Think back to when it was revealed that Rikishi ran down Stone Cold, or attempted to at least. The WWE treated that situation with a lot of care because of the severity of the issue. They nearly made fun of it having Mick Foley interrogate people. Then it turned out that it was Rikishi who did it, all for the Rock. The Rock said that it was a bad idea and Rikishi never should have done it, Rikishi fell out of the title picture in time because everyone realized that he’s a big joke, and event went on to cheer him again.
What light-hearted character does the WWE have to put a lighter spin on this subject? None. The WWE has taken this angle completely seriously. While Cena is out, the focus is on who did this to him, never letting the fans forget through one sitting of Smackdown! or Velocity that this occurred.
I don’t like being lied to blatantly.
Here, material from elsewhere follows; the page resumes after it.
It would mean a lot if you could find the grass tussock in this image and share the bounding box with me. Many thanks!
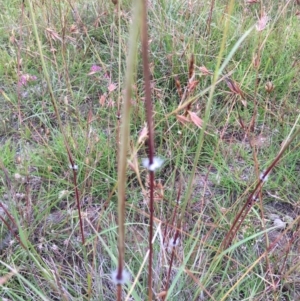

I know why he’s gone for the moment, and that’s fine. If he wants to go make a movie, make a damn movie. Hell, tell us he’s off to make a movie. Or injure him in the ring or backstage. However, do not, and I mean under any circumstances, use a lie to pull a wrestler off of the air. It’s a cowardly way to do things and it sets the wrong example for children who are most certainly watching the show.
Again, I’m not saying that wrestlers should be model citizens on screen, but that maybe the WWE should watch the example that they set for their younger viewers.